Hero Squared #1 by Keith Giffen, J.M. DeMatteis and Joe Abraham
I reviewed the prologue issue some time ago and enjoyed it. This new mini picks up the story of a super-hero forced to live with a slacker version of himself from an alternate dimension. Or is that the other way around? To be honest, I'm finding this series much more enjoyable, and yes, funnier, than Giffen and DeMatteis' more recent DC and Marvel collaborations. The fact that the series stands on it's own, and the world-building that has gone into it, make it a more satisfying read. And Joe Abraham's art still retains that expressive quality that makes it appealing, but without the soft, unfocused look which distracted me in the special. In short, a good, funny take on the trappings of the super-hero genre.
Godland #1 by Joe Casey and Tom Scioli
I'll be bluntly direct from the beginning: I've never much cared, aesthetically, for Jack Kirby's art, or for the various pastiches of his style that other artists have adopted over the years. Nor have I ever been much for "cosmic" storytelling. So this is not the kind of book I'd have ever picked up for myself, despite Joe Casey earning enough good-will from me as a writer to warrant me at least looking at most of his new projects. Now, that being said, this is certainly the type of comic that should appeal to lots of comic readers. Scioli's art is a good match for the over-the-top, cosmic tone of the series. It straddles a fine line between parody and homage, as does Casey's story. It's a very dry parody, played completely straight-faced, of some of the stylistic beats and excesses of Silver Age Marvel comics, mixed in with a healthy dose of Ditko-era Charlton weirdness and self-importance, particularly in its Captain Atom-esque protagonist. And it's not the sort of approach that could have worked unless Casey and Scioli were found of this era of comics story-telling. It's fast-paced, high-energy, high concept work that should strongly appeal to Kirby fans and fans of cosmic-style story-telling. And the last-page villain reveal alone is priceless.

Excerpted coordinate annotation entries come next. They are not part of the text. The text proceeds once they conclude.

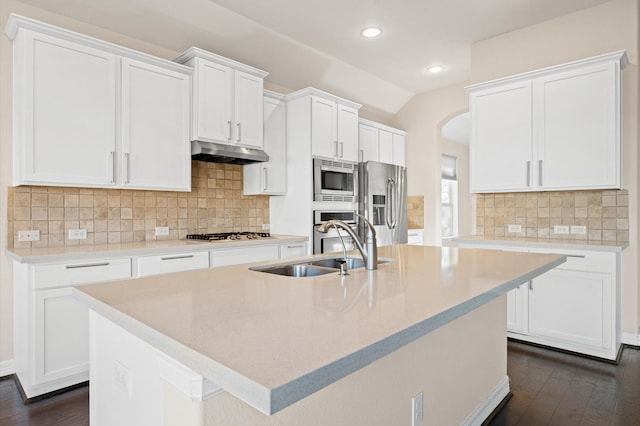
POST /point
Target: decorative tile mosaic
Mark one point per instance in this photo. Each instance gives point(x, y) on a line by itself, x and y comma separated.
point(215, 204)
point(604, 213)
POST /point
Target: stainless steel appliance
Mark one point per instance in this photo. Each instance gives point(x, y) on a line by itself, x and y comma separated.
point(229, 236)
point(330, 242)
point(383, 200)
point(334, 180)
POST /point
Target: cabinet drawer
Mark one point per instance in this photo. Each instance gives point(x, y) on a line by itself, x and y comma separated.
point(239, 255)
point(82, 272)
point(176, 262)
point(585, 261)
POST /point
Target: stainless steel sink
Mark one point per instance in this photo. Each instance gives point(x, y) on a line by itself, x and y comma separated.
point(314, 267)
point(297, 270)
point(352, 262)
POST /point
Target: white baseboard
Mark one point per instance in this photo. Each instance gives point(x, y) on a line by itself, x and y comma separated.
point(7, 367)
point(631, 339)
point(482, 411)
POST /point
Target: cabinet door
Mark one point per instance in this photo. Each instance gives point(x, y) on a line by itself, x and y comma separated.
point(385, 146)
point(516, 309)
point(274, 176)
point(324, 142)
point(578, 129)
point(270, 177)
point(65, 110)
point(398, 150)
point(572, 306)
point(248, 115)
point(367, 142)
point(347, 133)
point(61, 336)
point(501, 138)
point(213, 102)
point(155, 127)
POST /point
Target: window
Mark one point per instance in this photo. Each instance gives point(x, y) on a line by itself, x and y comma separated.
point(449, 197)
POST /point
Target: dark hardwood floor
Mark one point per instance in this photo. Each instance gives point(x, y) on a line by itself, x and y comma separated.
point(69, 408)
point(549, 388)
point(554, 388)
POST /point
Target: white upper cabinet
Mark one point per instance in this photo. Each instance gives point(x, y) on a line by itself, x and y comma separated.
point(377, 142)
point(64, 112)
point(227, 99)
point(501, 133)
point(72, 93)
point(334, 127)
point(155, 127)
point(552, 129)
point(270, 177)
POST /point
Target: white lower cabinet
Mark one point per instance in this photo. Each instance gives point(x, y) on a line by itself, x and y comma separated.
point(51, 328)
point(238, 255)
point(177, 262)
point(575, 306)
point(517, 300)
point(572, 307)
point(51, 334)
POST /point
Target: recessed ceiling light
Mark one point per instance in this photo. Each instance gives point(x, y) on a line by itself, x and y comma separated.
point(434, 69)
point(371, 32)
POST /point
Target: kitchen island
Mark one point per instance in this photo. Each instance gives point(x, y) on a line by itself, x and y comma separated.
point(238, 346)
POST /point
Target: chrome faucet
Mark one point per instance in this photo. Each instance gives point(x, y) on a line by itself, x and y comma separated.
point(368, 249)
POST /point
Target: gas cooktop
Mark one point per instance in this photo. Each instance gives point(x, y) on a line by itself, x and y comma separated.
point(230, 236)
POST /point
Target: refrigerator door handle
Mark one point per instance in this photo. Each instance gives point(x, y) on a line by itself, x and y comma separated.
point(390, 204)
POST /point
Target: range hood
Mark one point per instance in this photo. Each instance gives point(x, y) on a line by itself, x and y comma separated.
point(212, 152)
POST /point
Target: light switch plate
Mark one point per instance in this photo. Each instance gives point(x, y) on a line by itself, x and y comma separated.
point(77, 234)
point(162, 231)
point(580, 230)
point(514, 228)
point(29, 235)
point(561, 229)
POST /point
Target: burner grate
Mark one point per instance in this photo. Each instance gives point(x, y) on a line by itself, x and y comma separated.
point(219, 236)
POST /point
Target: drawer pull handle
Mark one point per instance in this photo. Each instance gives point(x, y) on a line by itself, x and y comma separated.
point(187, 256)
point(88, 265)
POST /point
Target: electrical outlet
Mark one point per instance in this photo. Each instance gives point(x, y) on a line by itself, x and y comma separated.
point(581, 230)
point(30, 235)
point(417, 407)
point(77, 234)
point(122, 378)
point(162, 231)
point(514, 228)
point(560, 229)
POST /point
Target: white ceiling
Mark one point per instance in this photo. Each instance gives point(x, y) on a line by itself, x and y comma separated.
point(317, 43)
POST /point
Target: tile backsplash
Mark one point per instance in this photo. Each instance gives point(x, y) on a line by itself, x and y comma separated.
point(215, 204)
point(604, 213)
point(415, 208)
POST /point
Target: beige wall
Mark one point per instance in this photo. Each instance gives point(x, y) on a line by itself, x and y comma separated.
point(602, 29)
point(7, 7)
point(465, 210)
point(422, 119)
point(609, 27)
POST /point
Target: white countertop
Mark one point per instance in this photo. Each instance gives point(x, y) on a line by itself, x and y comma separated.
point(609, 246)
point(67, 253)
point(272, 340)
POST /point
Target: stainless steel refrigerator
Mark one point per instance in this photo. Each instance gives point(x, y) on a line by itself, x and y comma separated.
point(382, 198)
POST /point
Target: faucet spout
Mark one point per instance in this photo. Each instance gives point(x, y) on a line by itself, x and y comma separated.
point(368, 249)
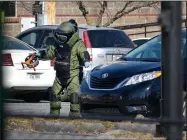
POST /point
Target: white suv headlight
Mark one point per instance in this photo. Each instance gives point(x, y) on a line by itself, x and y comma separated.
point(142, 78)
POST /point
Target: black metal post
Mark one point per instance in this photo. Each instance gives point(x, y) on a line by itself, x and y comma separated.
point(173, 98)
point(161, 128)
point(1, 90)
point(171, 82)
point(186, 69)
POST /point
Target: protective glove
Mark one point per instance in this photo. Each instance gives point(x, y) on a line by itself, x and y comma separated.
point(38, 53)
point(87, 64)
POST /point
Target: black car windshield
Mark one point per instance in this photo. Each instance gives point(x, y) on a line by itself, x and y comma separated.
point(151, 50)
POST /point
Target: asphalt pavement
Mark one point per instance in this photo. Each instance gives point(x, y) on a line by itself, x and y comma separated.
point(42, 108)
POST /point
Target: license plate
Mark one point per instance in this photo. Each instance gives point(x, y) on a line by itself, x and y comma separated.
point(34, 76)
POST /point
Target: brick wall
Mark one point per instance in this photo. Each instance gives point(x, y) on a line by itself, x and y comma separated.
point(67, 10)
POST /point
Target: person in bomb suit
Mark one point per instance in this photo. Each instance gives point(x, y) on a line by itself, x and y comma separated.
point(70, 52)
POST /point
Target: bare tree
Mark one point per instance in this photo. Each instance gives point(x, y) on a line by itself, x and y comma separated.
point(126, 8)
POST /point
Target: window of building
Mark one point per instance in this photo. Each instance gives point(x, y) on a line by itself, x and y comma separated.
point(9, 7)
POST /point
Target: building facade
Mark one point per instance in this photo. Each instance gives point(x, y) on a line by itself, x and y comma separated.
point(21, 15)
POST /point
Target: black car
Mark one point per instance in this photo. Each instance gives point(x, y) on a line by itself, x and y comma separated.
point(129, 86)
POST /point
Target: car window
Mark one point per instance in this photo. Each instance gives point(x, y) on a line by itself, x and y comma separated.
point(32, 37)
point(109, 38)
point(151, 50)
point(140, 42)
point(47, 39)
point(11, 44)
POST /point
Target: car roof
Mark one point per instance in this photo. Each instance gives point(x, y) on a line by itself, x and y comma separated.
point(145, 38)
point(11, 38)
point(87, 27)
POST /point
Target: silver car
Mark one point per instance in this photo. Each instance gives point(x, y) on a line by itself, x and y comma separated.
point(104, 44)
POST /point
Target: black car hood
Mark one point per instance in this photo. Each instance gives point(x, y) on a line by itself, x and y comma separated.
point(125, 69)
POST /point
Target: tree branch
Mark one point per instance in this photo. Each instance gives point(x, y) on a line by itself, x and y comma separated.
point(101, 12)
point(123, 11)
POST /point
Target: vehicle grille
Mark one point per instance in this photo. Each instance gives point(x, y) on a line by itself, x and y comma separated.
point(104, 84)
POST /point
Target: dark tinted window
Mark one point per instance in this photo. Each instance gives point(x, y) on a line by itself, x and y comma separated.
point(109, 38)
point(151, 50)
point(11, 43)
point(32, 38)
point(140, 42)
point(9, 8)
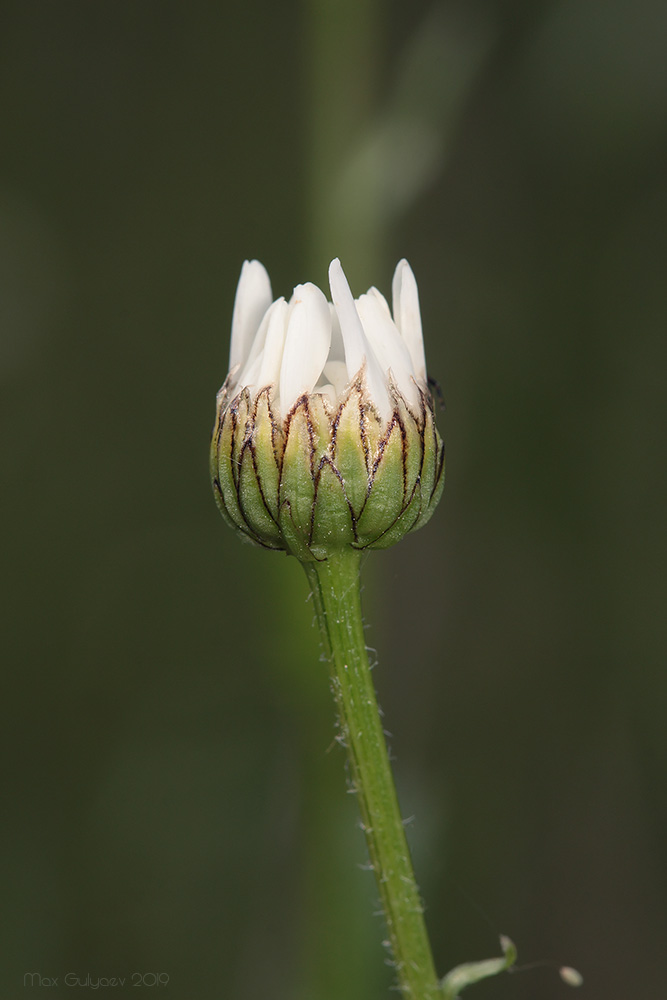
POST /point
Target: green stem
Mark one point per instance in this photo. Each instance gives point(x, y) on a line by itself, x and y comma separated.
point(335, 586)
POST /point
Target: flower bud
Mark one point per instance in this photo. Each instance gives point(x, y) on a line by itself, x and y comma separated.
point(324, 434)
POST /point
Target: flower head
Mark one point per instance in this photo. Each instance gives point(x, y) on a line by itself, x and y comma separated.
point(324, 433)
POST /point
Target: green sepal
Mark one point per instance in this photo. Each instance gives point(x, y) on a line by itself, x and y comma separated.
point(351, 449)
point(332, 517)
point(386, 495)
point(297, 481)
point(253, 505)
point(407, 520)
point(267, 447)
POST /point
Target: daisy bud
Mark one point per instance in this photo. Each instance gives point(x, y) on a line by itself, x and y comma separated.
point(324, 434)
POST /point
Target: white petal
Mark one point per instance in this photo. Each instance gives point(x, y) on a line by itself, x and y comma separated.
point(357, 349)
point(380, 298)
point(408, 317)
point(392, 354)
point(336, 373)
point(350, 324)
point(256, 349)
point(253, 298)
point(272, 355)
point(306, 344)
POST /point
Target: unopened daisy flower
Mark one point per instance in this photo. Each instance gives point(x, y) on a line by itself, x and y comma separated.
point(324, 435)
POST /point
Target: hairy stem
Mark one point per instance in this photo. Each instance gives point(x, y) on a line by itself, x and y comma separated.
point(336, 594)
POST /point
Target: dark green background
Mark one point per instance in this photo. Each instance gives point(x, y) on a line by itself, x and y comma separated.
point(173, 802)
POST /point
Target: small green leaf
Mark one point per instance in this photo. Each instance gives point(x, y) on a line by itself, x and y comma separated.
point(471, 972)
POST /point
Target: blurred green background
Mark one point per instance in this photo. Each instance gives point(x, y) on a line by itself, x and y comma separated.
point(173, 799)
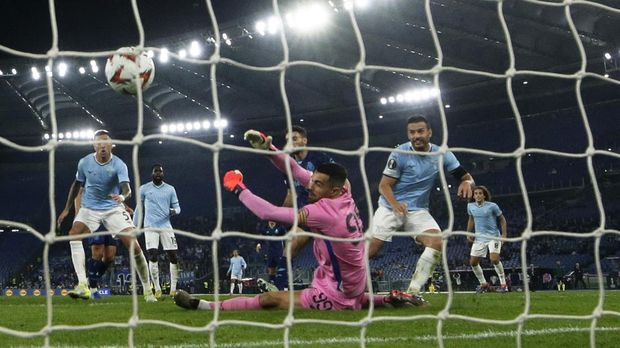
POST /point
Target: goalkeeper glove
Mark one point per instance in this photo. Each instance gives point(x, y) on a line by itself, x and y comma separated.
point(257, 139)
point(233, 181)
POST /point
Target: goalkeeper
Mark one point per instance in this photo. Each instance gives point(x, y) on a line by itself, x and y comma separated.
point(340, 279)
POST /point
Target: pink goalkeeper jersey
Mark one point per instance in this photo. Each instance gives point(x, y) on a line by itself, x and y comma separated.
point(341, 264)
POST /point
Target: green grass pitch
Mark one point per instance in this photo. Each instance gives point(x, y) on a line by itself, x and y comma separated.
point(29, 314)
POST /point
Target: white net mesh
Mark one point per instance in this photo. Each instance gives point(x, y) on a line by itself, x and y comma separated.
point(216, 60)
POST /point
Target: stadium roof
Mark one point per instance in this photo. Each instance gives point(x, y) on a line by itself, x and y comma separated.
point(394, 33)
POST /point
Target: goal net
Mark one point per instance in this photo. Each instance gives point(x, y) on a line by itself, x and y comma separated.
point(490, 74)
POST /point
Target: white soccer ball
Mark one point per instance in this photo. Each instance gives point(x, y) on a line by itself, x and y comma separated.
point(127, 65)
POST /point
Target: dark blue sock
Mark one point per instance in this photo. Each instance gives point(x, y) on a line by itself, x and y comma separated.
point(93, 277)
point(281, 279)
point(95, 270)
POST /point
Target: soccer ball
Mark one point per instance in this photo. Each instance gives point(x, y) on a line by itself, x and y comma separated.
point(125, 66)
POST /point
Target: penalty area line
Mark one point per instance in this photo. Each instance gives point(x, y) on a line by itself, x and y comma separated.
point(425, 338)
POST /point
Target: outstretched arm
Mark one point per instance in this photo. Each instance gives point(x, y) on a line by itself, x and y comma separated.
point(233, 181)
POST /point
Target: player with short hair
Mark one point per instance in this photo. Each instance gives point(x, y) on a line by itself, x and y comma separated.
point(160, 203)
point(236, 268)
point(339, 281)
point(405, 187)
point(274, 249)
point(483, 216)
point(102, 250)
point(106, 186)
point(308, 160)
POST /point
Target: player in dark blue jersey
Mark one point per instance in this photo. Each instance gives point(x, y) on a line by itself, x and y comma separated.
point(309, 160)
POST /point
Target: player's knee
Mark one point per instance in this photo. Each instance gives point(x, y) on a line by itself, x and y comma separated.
point(375, 247)
point(172, 256)
point(152, 255)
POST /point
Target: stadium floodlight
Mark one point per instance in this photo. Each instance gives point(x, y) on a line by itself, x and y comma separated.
point(273, 25)
point(195, 49)
point(308, 18)
point(221, 123)
point(164, 55)
point(62, 69)
point(260, 27)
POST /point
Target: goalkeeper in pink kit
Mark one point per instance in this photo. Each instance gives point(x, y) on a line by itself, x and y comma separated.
point(339, 281)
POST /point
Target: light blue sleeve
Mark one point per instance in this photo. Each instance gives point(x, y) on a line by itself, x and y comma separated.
point(79, 174)
point(121, 170)
point(393, 167)
point(174, 201)
point(496, 210)
point(450, 162)
point(138, 207)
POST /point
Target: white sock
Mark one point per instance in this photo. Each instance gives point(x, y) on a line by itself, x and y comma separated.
point(174, 276)
point(78, 258)
point(142, 269)
point(204, 305)
point(479, 274)
point(154, 270)
point(499, 268)
point(424, 269)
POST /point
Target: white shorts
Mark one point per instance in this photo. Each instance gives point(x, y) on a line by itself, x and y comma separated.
point(168, 240)
point(114, 220)
point(479, 249)
point(385, 222)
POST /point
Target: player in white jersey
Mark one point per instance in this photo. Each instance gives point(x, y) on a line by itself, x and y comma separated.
point(160, 202)
point(483, 216)
point(236, 268)
point(405, 187)
point(106, 186)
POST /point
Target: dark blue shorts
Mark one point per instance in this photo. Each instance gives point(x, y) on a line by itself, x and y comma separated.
point(102, 239)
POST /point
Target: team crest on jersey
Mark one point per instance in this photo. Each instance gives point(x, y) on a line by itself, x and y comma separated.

G.I. Spy #1 by Andrew Cosby and Matt Haley
In this quirky premiere issue we're introduced to Jack Shepard, American spy, on his first assignment to South America during the second World War. It's a very dryly humorous story, as Shepard's attempts to meet up with his partner turns into a comedy of errors. Cosby's able to maintain that tone throughout, giving us appealing leads in both Shepard and his far more competent British partner Kaitlin Hunter. If there's a flaw in this first issue, it's that the objectives of the villains are left rather vague, with only brief, enigmatic cameos by the figures promising to be the central villains. Matt Haley's art is also worth mentioning. He has a very fine, smooth line, with a realistic style. The "acting" of the figures is also quite good, and Shepard has one of the best smug smirks I've ever seen in a comic book. Haley brings an excellent blend of character-based drawing and action to the series that complements Cosby's script immensely. G.I. Spy should be in comics shops next week, and if you're in the mood for tongue-in-cheek spy adventures, you should check it out.
I also wanted to draw some attention to two of the best stapled-comics I've bought recently. Both Desolation Jones #2 by Warren Ellis and J.H. Williams III and JLA: Classified #10 by Ellis and Butch Guice, were truly excellent works. In Jones Ellis writes one of the most emotionally effective scenes I've come across in a comic in years, in the interaction between Jones and Emily Crowe. It's a touching portrait of the devastation of emotional isolation and the power of simple human care and concern. As much ire is directed at Ellis for his "gruff bastard" characterizations, he still has a far stronger sense of emotion and how to portray it than most other comics writers.
Similarly, his portrayals of Clark Kent, Bruce Wayne, and especially Lois Lane in the first chapter of "New Maps of Hell" is some of the deftest, most appealing looks at the characters I've seen in some time. Kent and Lane actually feel not only like real journalists, but a loving couple, aware of each other's strengths and weaknesses and confident in each other's abilities to do their respective jobs well. It was also quite satisfying to see a Batman portrayal that emphasized the detective and mystery-man angle of the character. Ellis says quite a bit about the character of Bruce Wayne in several short scenes that are well worth remembering as a reference point for future portrayals.